As the Associated Press reported earlier this year, state lawmakers who have proposed bills targeting young trans athletes struggle to name instances where trans youth have caused issues on sports teams.

"First of all, we know that she does not speak for the entire trans community," Byers said. "She, because of her celebrity status, was kind of placed in that position. 

"And we've seen, over the years that she has brought some attention, especially to some of the struggles with trans youth, but oftentimes her celebrity status becomes the one thing she is most interested in," she added.  

Jenner, a registered Republican, openly supported Trump during his 2016 campaign for office, Byers pointed out. After Trump was elected, however, Jenner spoke out against him when he barred trans people from serving in the US military. In 2018, she penned an op-ed in The Washington Post admitting she'd been wrong about Trump.

"Her statement really just seems to be more of: I'm Caitlyn Jenner. Look at me, pay attention to me," Byers said. "We're talking about values of the trans community. She does not represent the thoughts and thinking of the majority of people who are transgender." 
Stephanie Byers
Educator of the Year honoree Stephanie Byers accepts her award at the GLSEN 2018 Respect Awards at Cipriani 42nd Street on May 21, 2018 in New York City.
Dia Dipasupil/Getty Images for GLSEN

"No one can accuse her of being anti-trans or interested in causing suicides, or whatever accusation they had of me for that," Senate President Ty Masterson, a Republican, said Monday before the vote, according to The Associated Press.

In vetoing the bill on April 22, Kelly, a Democrat, wrote the "legislation sends a devastating message that Kansas is not welcoming to all children and their families, including those who are transgender — who are already at a higher risk of bullying, discrimination, and suicide." 

More than half of transgender and nonbinary youth have said they've considered suicide, according to a 2020 survey by The Trevor Project. And 86% of LGBTQ youth in the same survey said "recent politics have negatively impacted their well-being." 

But the bills also come at a time when there are more LGBTQ people in government in the US than ever before.

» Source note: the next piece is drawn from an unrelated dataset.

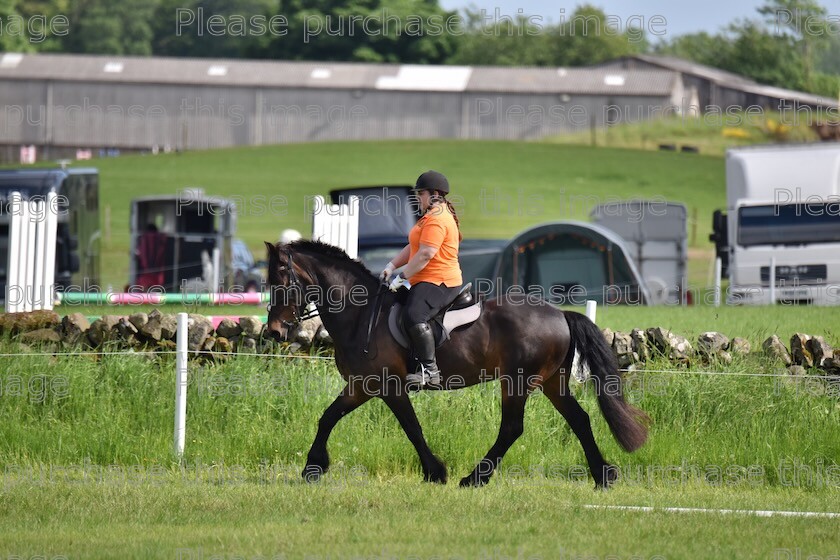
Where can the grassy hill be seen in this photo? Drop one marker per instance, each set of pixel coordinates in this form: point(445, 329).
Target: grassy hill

Byers last year was part of a group of lawmakers across the US who won in a phenomenon dubbed the "rainbow wave" (it was more a "splash" than a wave.)

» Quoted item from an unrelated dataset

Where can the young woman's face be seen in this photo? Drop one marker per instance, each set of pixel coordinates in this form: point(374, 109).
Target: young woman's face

In total, according to a report from NBC News, more than 200 LGBTQ candidates celebrated victory on Election Day last year. Winners included the first out Black gay member of Congress and the first out nonbinary state legislator.

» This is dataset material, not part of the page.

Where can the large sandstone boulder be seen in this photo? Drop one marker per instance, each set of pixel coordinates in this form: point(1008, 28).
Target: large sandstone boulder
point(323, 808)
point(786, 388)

Byers, a former teacher and band director last year won her race by 11 percentage points. She said these types of bills targeting trans youth are part of the religious right's reaction to clearly shifting societal attitudes and acceptance of members of the gay and trans communities. 

First, conservatives opposed gay marriage. When the Supreme Court legalized that in 2015, they focused on bills that attempted to police the restrooms used by trans people, she said. Then, those failed.

"It's this repeated pattern of attacking the LGBTQ community by the same group," Byers said. "I think this is a reaction to seeing our country become more accepting of the LGBTQ community. For this other side — this conservative, religious-based side — these are their last digs at trying to stop the tide that's going to keep coming on."